Senior management and data teams are turning to AI-driven data management to help them manage their ever-growing data library, become more efficient, and reduce costs.
Data is one of the most important assets for an organization, and its volume and importance are continually increasing. The process of data management – cleaning, extracting, integrating, labeling and organizing data – is expensive, labor-intensive and presents many challenges. Data teams can invest in tools that use AI to automate aspects of the data management process.
“Adoption is still in its early stages right now, but leaders across companies are prioritizing investments in data and AI technologies,” said Zakir Hussain, Chief Data Officer of EY Americas. “Therefore, I think adoption will accelerate very quickly.”
Automating tedious parts of the data management process with AI can reduce the amount of manual effort required for tasks, speed up execution, increase the accuracy of results, and reduce costs. The demand for data management will continue to grow, as data quality is a need for successful use of AI.
Data management process
Data management involves many steps, which fall into several categories:
- Data collection and storage. Businesses must collect, process, validate and store data. Data entry includes the integration of structured, unstructured and semi-structured data from multiple internal and external sources.

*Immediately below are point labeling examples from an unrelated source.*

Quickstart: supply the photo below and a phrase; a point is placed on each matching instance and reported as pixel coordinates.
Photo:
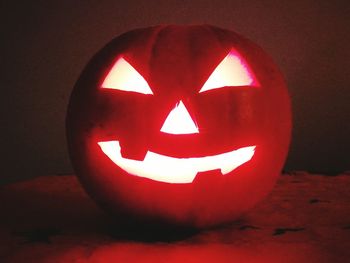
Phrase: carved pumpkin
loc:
(187, 125)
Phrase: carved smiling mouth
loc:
(168, 169)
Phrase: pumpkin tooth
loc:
(133, 151)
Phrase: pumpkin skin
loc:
(176, 61)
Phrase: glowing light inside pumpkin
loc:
(232, 71)
(167, 169)
(179, 121)
(124, 77)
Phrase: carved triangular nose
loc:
(179, 121)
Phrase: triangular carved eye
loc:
(232, 71)
(124, 77)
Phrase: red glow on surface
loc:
(167, 169)
(179, 121)
(233, 70)
(124, 77)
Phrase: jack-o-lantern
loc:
(187, 125)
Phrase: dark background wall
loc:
(45, 45)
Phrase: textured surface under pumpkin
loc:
(175, 62)
(306, 218)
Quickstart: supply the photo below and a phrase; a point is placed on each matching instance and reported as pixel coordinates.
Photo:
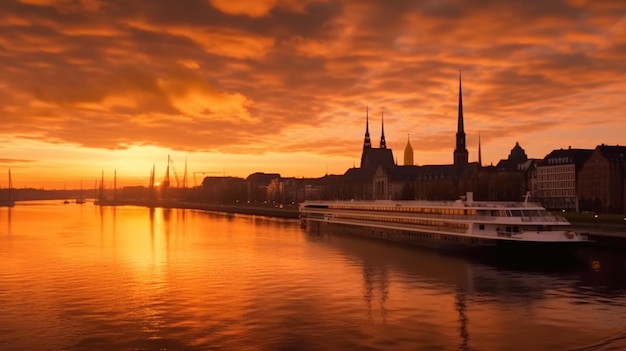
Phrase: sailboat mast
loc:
(114, 184)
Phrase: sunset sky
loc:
(282, 86)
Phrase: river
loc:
(84, 277)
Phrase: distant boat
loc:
(8, 200)
(81, 199)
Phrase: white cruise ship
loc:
(453, 225)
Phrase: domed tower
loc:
(408, 153)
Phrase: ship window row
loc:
(407, 220)
(446, 211)
(513, 213)
(553, 185)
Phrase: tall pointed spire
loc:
(480, 158)
(408, 152)
(367, 143)
(460, 152)
(383, 143)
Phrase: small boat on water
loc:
(463, 225)
(7, 200)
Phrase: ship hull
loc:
(495, 250)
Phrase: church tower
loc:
(480, 156)
(408, 153)
(367, 143)
(383, 143)
(460, 152)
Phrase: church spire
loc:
(367, 143)
(480, 158)
(460, 152)
(383, 143)
(408, 152)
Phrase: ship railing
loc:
(545, 219)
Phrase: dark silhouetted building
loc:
(601, 180)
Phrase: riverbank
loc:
(602, 234)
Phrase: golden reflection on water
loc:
(132, 276)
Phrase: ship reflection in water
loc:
(133, 278)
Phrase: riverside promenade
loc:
(607, 235)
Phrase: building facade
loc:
(556, 179)
(602, 179)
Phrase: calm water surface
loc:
(83, 277)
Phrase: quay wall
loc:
(601, 234)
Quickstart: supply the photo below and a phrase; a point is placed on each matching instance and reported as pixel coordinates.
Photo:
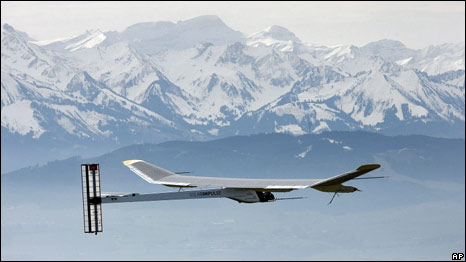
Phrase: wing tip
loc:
(129, 162)
(368, 167)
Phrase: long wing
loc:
(156, 175)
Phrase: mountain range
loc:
(199, 79)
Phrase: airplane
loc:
(242, 190)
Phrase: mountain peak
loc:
(386, 43)
(276, 32)
(8, 28)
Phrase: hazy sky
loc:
(416, 24)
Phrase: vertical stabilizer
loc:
(92, 201)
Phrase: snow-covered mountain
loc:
(199, 79)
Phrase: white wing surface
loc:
(156, 175)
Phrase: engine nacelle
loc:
(265, 196)
(336, 189)
(251, 196)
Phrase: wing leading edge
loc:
(156, 175)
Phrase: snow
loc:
(18, 117)
(214, 85)
(404, 61)
(321, 128)
(292, 129)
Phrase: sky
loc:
(416, 24)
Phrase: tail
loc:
(92, 201)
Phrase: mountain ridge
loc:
(112, 91)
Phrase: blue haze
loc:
(415, 214)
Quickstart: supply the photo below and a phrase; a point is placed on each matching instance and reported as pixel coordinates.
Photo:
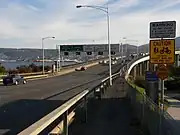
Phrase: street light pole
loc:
(110, 72)
(43, 52)
(106, 10)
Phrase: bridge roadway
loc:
(22, 105)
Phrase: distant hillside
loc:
(10, 53)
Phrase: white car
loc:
(81, 68)
(113, 62)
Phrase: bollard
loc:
(65, 123)
(85, 108)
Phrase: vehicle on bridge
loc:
(82, 68)
(14, 79)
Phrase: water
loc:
(13, 65)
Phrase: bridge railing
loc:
(157, 120)
(65, 113)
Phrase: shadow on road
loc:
(108, 116)
(16, 116)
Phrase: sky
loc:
(23, 23)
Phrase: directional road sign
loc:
(71, 48)
(162, 51)
(166, 29)
(162, 72)
(151, 76)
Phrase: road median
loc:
(62, 72)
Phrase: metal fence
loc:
(158, 121)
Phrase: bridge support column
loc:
(65, 123)
(135, 71)
(177, 60)
(147, 66)
(155, 67)
(141, 69)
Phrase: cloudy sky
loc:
(24, 22)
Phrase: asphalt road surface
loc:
(22, 105)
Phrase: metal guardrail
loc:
(39, 74)
(157, 120)
(63, 67)
(80, 99)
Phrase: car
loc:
(14, 79)
(113, 62)
(82, 68)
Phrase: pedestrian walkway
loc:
(110, 115)
(174, 108)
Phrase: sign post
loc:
(162, 50)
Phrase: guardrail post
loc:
(65, 123)
(85, 108)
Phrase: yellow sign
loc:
(162, 51)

- Data quality. Management also defines data quality standards. Quality needs typically vary based on data usage, and teams must maintain data to meet quality standards.
- Data governance. The collection and use of data by an organization must respect Privacy and Security regulations and standards.
- Data transformation. The accumulated data must be ready and available for use by the organization. Quality data sets are imperative for machine learning applications and other automated systems, as well as for data-driven decision making.
For years, data teams have used various technologies to support data management tasks. Many are still struggling to scale their operations as the amount of data increases and the use of enterprise data expands rapidly.
Automate data management with AI
AI helps streamline data reporting and simplify data interpretation. It can support metadata management. AI can also automate tasks such as data modeling, developing access policies, and generating schema rules.
Additionally, AI can facilitate data classification, cataloging, integration, quality and security. It can also enrich basic datawhich constitute the basic non-transactional data that describes the components of a business and its activities.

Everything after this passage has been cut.